Open thomcuddihy opened 7 years ago
@nuwang sorry, got lost in my inbox.
The Beatson group currently have a few physical servers that they are migrating from (to GVL/NeCTAR). It seems like a shame for such computing power to go to waste, and needlessly complicated to setup them up as a separate cluster. Instead I am looking at redeploying them (via Ansible) as blank compute nodes into the GVL SLURM cluster.
The transient FS shared via NFS should be able to be mounted on them, and I am currently exploring other storage solutions as well.
@thomcuddihy Ok, that sounds great. It'd be really good to hear how it goes with the NFS performance etc.
Looking forward, the next version of CloudMan has been designed to do exactly this. It's layered in such a way that, the bottom most layer manages cloud nodes via cloudbridge, but the layer above only deals with IPs. Therefore, you can register arbitrary host IPs with the layer above, and they will work as part of the same Kubernetes cluster. Like winter though, it's still coming :-)
NFS as served out by GVL master node is acceptable (80mb/s write on external nodes). Currently building a minimal Ubuntu 14.04/SLURM LXC container to use for the virtual compute nodes.
Don't extend Cloudman. It has the ability to use a template to build the slurm.conf. Extend that instead. CONF_TEMPLATE_OVERRIDE_PATH = "/opt/cloudman/config/conftemplates/" /opt/cloudman/config/conftemplates/slurm.conf
see /mnt/cm/cm/conftemplates/conf_manager.py
The default template is in /mnt/cm/cm/conftemplates/slurm.conf.default This has substitution variables that cloudman replaces with runtime values. (e.g. $master_hostname, $total_memory, $worker_nodes). These variables are not mandatory however, and you could replace the entire $worker_nodes section with a custom list of worker nodes.
So leaving $worker_nodes as is, and then appending new worker nodes below that, looks like the easiest way to integrate new custom workers, while leaving existing cloudman worker management and scaling functionality intact.
Yeah, I was just having a look, and inserting those worker declarations using a template will be ideal.

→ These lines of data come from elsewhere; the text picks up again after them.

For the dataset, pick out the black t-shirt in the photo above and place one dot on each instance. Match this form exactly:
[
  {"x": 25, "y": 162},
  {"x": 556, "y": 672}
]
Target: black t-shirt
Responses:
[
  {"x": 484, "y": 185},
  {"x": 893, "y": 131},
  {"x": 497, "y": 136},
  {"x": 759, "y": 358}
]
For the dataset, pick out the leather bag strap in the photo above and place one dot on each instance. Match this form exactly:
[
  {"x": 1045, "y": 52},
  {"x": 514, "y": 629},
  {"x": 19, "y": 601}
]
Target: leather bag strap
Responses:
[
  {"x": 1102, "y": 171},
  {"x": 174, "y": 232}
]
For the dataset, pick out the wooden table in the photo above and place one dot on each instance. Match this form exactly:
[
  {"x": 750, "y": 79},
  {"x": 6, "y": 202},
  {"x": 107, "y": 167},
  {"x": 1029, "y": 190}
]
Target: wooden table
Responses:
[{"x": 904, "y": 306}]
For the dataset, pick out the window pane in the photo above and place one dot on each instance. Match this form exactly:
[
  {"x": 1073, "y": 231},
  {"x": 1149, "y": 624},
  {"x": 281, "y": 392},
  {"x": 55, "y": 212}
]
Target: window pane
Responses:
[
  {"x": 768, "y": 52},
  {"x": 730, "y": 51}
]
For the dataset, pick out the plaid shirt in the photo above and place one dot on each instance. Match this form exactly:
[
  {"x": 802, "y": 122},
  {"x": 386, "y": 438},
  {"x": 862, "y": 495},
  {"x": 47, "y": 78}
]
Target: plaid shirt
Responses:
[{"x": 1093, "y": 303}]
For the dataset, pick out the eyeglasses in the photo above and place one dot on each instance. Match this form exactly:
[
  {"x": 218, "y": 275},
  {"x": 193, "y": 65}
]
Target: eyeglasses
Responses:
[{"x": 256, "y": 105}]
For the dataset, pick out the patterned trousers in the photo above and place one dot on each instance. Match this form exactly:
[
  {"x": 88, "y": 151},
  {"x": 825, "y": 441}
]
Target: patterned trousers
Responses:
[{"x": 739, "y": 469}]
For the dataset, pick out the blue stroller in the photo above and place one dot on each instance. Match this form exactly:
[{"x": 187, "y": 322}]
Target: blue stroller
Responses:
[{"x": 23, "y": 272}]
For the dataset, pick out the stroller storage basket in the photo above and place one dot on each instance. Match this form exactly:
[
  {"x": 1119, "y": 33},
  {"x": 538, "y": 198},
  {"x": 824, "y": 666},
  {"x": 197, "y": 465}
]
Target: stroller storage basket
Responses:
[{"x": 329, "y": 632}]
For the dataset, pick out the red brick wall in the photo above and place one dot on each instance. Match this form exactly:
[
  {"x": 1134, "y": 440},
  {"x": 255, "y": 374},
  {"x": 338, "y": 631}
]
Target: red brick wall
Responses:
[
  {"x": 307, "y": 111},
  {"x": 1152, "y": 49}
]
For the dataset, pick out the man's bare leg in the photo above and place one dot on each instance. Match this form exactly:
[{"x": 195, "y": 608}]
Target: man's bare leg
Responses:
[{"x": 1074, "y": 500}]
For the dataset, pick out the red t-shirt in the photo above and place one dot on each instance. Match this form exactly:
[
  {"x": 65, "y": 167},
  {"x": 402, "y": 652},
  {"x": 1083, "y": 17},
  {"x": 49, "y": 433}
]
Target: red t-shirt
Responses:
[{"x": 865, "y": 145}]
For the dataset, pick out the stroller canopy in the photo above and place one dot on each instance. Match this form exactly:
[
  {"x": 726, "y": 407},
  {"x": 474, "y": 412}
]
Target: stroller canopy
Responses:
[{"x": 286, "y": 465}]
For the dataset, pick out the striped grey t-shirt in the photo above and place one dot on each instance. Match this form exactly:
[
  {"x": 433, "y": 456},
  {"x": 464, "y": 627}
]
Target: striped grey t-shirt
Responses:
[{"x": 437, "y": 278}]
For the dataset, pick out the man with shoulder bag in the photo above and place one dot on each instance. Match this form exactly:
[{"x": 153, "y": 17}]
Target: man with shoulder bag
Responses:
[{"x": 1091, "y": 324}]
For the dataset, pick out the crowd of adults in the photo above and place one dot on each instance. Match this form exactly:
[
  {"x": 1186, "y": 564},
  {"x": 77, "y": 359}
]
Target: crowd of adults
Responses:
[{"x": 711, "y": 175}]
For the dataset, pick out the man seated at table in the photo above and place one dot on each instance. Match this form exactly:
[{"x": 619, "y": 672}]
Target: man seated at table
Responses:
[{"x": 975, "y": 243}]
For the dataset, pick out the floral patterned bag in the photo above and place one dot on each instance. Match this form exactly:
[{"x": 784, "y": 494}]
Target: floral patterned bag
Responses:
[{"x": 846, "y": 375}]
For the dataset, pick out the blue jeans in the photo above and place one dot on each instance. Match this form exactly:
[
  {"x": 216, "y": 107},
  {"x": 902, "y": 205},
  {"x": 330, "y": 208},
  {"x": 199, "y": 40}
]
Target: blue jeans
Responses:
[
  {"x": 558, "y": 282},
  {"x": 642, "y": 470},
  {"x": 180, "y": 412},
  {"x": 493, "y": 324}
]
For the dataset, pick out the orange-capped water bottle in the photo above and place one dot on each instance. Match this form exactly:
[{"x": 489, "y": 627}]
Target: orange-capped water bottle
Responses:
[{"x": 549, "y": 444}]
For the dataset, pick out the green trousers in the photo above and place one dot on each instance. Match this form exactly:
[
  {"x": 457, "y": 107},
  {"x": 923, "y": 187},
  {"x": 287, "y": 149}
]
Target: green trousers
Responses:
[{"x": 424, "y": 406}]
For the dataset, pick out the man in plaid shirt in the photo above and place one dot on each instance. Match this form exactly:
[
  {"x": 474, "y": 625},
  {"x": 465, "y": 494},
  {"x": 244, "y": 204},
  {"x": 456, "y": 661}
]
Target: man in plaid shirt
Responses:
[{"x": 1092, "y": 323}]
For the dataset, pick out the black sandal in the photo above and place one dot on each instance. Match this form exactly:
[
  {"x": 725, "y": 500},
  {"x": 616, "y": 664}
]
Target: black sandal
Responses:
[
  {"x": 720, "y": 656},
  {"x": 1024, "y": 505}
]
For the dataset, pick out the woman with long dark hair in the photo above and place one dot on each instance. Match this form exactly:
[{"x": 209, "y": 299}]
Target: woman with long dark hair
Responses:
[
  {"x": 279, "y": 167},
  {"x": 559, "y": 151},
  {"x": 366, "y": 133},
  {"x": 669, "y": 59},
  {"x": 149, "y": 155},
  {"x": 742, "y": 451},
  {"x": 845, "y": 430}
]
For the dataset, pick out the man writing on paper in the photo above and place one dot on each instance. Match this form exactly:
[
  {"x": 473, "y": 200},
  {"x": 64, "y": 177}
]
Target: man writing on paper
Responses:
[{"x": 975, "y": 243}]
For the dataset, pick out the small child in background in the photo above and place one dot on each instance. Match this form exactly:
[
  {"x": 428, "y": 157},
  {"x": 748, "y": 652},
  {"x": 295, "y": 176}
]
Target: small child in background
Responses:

I can do some tricky stuff with the partition declarations as well. Regarding the scaling functionality: how does that get triggered? Is it based on the load from SLURM, or from the CM monitoring of the worker nodes?
Based on the load from slurm. Mostly, it looks at job turnover to scale up and idle nodes to scale down. cloudman/cm/services/autoscale.py
@thomcuddihy, can you elaborate on this? Are you thinking of adding pre-existing slurm nodes to a GVL cluster, or registering some (blank) external servers with the GVL so that the SLURM daemon will subsequently be set up on them and integrated with the cluster, or some other scenario, such as directly adding the endpoint of a running SLURM cluster?